I acted very stupidly and behaved like a child. It's true that I'm 29, but you know, men never come out of puberty. I have a colleague, let's call her Desi, at 24. We have been working together for about a year. As soon as we met, we liked each other, there was some attraction, chemistry, we flirted sometimes and I got carried away with it, but anyway nothing came of it. I had an affair when we met, and she later caught up with a boy. Although I never hid the fact that I was attracted to it. Anyway, we've both been single for about a month. I started flirting with her a little more diligently, we went to sports together once or twice and we agreed to go for a beer after work. So far so good, but at the last moment of the day we had agreed, something came to her mind. I think it really was, it wasn't a number. But I've noticed that whenever a meeting fails, from there the woman loses interest. So, Desi started to inflate and muffin from that moment. At the next call she was "very busy", she didn't pick up my phone when I called her, she wasn't happy. Abe, it feels good. In general, it is good for a man to be above these things. Well, yes, but this time I failed. It just so happened that at that time I had other very serious problems, so her muffin came to me a little more. And I call myself "what does she look like to me". I began to pass her like a ghost in the corridors, to avoid her.
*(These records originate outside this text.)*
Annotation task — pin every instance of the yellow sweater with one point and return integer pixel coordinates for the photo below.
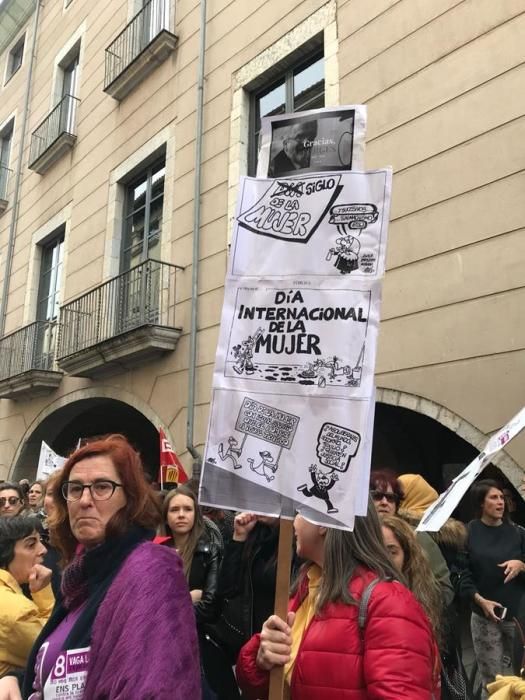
(303, 617)
(20, 621)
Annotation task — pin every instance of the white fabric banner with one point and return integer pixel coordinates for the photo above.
(438, 513)
(323, 225)
(48, 462)
(319, 338)
(292, 410)
(327, 139)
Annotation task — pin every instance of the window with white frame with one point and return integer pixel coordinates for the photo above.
(298, 84)
(15, 58)
(48, 300)
(6, 139)
(144, 203)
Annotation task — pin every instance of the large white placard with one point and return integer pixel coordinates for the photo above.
(319, 337)
(324, 225)
(292, 410)
(438, 513)
(327, 139)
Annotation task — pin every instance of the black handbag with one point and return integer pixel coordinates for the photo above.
(228, 632)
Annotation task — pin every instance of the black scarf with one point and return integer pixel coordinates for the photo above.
(86, 580)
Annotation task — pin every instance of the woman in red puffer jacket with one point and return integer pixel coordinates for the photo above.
(328, 653)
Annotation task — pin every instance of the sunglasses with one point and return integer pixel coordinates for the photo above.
(12, 500)
(379, 495)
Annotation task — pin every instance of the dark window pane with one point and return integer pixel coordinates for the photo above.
(50, 281)
(157, 183)
(143, 222)
(301, 88)
(138, 195)
(308, 83)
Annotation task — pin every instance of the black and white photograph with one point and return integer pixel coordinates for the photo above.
(314, 141)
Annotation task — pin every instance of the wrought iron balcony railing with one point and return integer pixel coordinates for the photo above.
(4, 181)
(145, 26)
(29, 348)
(142, 296)
(60, 121)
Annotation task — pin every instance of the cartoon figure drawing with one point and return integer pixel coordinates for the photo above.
(322, 483)
(232, 453)
(349, 219)
(347, 251)
(243, 353)
(266, 463)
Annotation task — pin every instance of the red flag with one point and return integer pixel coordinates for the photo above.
(171, 470)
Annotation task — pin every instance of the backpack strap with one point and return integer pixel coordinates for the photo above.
(363, 603)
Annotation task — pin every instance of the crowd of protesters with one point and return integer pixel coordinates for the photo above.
(111, 589)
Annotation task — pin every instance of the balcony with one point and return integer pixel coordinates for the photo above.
(144, 43)
(54, 136)
(5, 174)
(27, 361)
(120, 324)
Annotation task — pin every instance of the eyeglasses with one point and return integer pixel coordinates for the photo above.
(11, 500)
(379, 495)
(100, 490)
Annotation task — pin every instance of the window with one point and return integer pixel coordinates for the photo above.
(48, 300)
(69, 77)
(69, 67)
(299, 87)
(6, 138)
(143, 216)
(15, 58)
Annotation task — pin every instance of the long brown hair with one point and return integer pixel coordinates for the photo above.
(141, 507)
(417, 571)
(344, 551)
(188, 550)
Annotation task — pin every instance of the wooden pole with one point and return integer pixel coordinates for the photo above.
(282, 594)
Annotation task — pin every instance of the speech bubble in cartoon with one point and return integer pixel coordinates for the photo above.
(267, 423)
(336, 445)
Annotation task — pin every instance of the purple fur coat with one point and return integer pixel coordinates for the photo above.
(144, 641)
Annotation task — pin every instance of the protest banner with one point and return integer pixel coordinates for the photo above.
(324, 224)
(48, 462)
(438, 513)
(316, 140)
(293, 390)
(320, 338)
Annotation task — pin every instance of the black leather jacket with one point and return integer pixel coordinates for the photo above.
(203, 576)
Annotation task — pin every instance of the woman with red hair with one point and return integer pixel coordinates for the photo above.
(124, 627)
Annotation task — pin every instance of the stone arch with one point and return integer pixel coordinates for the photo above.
(453, 422)
(51, 424)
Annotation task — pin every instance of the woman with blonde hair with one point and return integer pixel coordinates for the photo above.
(184, 525)
(351, 631)
(409, 559)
When he said hello to me, I spoke half-heartedly. Abe muffin was me for short. I knew how stupid my demeanor was, but it just came from inside me. And it is a mistake to show myself to a woman who is emotionally vulnerable. When asked if I was angry with her, I said something that everything is OK, that I have other problems, but it is clear that I am angry with her. It's stupid that I've already exposed myself to this attitude and I don't seem to be making the right move. If I go to her and talk to her, I come out weak. We can fix our relationship, but he won't respect me. If I wait for her to ask me again and tell her, it will be stupid. In reality, the boy is not to blame for anything, he is not obliged to pay attention to me. There was nothing between us, just jokes. Abe stupid thing, it just came together and I succumbed to emotions.
1 vagabond_ answered
in my opinion, the work has already soured, no matter whose fault it is. you say it yourself. orient yourself to another and leave Desi behind.